Based on these requirements, we need something that can understand algorithms written in a high-level language and transform those into instructions to be executed on a target environment based on data characteristics. We realized we needed to leverage database optimization technologies and other database features to handle such a transformation. We developed a query optimizer to do the transformation from high-level statements written in a script to runtime instructions on a target environment based on characteristics of the data and runtime environment. The goal is to have a high-level language with the ability to scale in many different dimensions to many different data characteristics so that we can iterate faster.
The query optimizer is based on database query optimization techniques. The query optimizer will read statements written in a high-level language. These statements will be converted into smaller statement blocks. Based on data characteristics and the available runtime environment, individual smaller blocks get translated into generic data flow representations called high-level operations (HOPs). Subsequently, the optimizer applies dynamic rewrites and optimizes HOPs to generate low-level operations (LOPs) that will be a generic representation of the runtime execution plan. With current support, if the amount of memory required to run a particular instruction is available on a single node, then that instruction will be run in memory on the single node (Control Program); otherwise, that instruction will run in a distributed environment such as Spark or Hadoop as per the user’s preference.
The above diagram shows a pictorial representation of SystemML. At the top of the diagram, you can see that a user can write an algorithm in an R-like or Python-like language supported by SystemML. SystemML has the capability to expand language support for other languages as well.
An algorithm, which is expressed as a set of statements in a script, will be parsed by the parser for validation and then transformed into smaller blocks. These blocks go through static and dynamic rewrites to generate high-level operations (HOPs) that are a generic representation of data flow. Any static transformation is independent of data characteristics, whereas dynamic transformation is based on data characteristics. At the HOP level, the known data size is labeled and propagated across the HOP tree for a given block. Based on data size, the target runtime platform gets determined at the HOP level.

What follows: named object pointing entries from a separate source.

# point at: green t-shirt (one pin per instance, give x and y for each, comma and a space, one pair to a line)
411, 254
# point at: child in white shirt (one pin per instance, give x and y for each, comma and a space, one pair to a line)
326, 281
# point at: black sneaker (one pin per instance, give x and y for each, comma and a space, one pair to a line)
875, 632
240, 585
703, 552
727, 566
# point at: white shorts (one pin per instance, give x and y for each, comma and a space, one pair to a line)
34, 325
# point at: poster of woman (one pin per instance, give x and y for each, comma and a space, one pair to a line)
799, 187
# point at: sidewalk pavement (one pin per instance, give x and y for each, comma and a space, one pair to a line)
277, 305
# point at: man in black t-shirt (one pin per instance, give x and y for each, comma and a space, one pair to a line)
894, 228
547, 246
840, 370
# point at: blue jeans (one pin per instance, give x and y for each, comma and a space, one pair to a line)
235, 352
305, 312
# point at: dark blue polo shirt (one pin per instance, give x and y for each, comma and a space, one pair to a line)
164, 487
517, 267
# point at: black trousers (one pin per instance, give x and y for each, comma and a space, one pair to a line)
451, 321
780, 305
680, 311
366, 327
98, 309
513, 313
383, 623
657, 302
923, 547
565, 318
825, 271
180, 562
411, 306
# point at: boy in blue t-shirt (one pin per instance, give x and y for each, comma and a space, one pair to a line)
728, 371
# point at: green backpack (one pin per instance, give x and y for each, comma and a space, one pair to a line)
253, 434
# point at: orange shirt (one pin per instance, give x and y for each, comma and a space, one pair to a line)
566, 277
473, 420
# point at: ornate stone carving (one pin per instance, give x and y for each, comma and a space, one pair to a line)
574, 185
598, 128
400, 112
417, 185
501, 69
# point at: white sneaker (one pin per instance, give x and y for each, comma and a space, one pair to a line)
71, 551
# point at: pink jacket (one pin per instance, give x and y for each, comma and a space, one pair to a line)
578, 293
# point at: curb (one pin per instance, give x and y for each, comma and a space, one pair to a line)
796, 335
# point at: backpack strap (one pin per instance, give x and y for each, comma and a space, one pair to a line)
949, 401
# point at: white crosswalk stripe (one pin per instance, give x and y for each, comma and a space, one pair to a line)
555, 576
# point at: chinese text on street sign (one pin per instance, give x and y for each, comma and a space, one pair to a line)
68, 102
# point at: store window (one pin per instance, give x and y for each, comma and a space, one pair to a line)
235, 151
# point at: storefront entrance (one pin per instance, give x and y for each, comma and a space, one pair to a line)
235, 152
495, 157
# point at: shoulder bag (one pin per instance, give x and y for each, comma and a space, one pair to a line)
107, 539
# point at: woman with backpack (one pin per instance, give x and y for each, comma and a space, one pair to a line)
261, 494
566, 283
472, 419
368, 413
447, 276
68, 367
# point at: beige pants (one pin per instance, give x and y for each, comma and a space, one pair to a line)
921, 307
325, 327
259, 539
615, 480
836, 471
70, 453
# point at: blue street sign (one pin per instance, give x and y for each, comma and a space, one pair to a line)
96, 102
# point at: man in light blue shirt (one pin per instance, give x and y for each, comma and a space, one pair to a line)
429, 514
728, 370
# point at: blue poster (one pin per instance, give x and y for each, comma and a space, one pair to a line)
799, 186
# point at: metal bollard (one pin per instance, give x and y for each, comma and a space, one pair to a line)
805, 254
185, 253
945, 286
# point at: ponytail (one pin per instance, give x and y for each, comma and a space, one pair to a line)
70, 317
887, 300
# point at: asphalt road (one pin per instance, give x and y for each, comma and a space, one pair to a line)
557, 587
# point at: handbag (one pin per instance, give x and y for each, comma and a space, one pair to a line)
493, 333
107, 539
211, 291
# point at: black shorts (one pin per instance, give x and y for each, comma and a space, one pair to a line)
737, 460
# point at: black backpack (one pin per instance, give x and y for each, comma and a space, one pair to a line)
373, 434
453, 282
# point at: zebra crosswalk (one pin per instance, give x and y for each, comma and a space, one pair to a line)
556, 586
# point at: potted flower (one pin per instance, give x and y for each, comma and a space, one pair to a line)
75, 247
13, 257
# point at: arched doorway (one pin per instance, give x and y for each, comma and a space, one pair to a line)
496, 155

Every HOP gets transformed to one or more low-level operations (LOPs) that are a generic representation of the runtime execution plan. These transformations are based on dynamic rewrites and dynamic recompilation. Physical operators are substituted in the runtime execution plan based on data and runtime characteristics, and then the runtime execution plan is executed on the target environment.
SystemML Compilation Chain
*We have implemented several common algorithms. These algorithms illustrate how SystemML can be leveraged to write algorithms in a high-level language with R-like or Python-like syntax very easily.
Algorithms in the SystemML package
COX Proportional Hazard Regression Analysis
Generalized Linear Model
Kaplan-Meier Survival Analysis
L2 Support Vector Machine
Minimal Support Vector Machine
Multi Log Regression
Principal Component Analysis
Step GLM Step Linear Regression DS StratStats Transform Univar-Stats
We briefly looked at Declarative Machine Learning and discussed domain specific knowledge. We also discussed the language and compiler support needed to implement Declarative Machine Learning. A primary goal of this approach is to allow data scientists to write efficient and effective algorithms and improve productivity without thinking about data and runtime characteristics.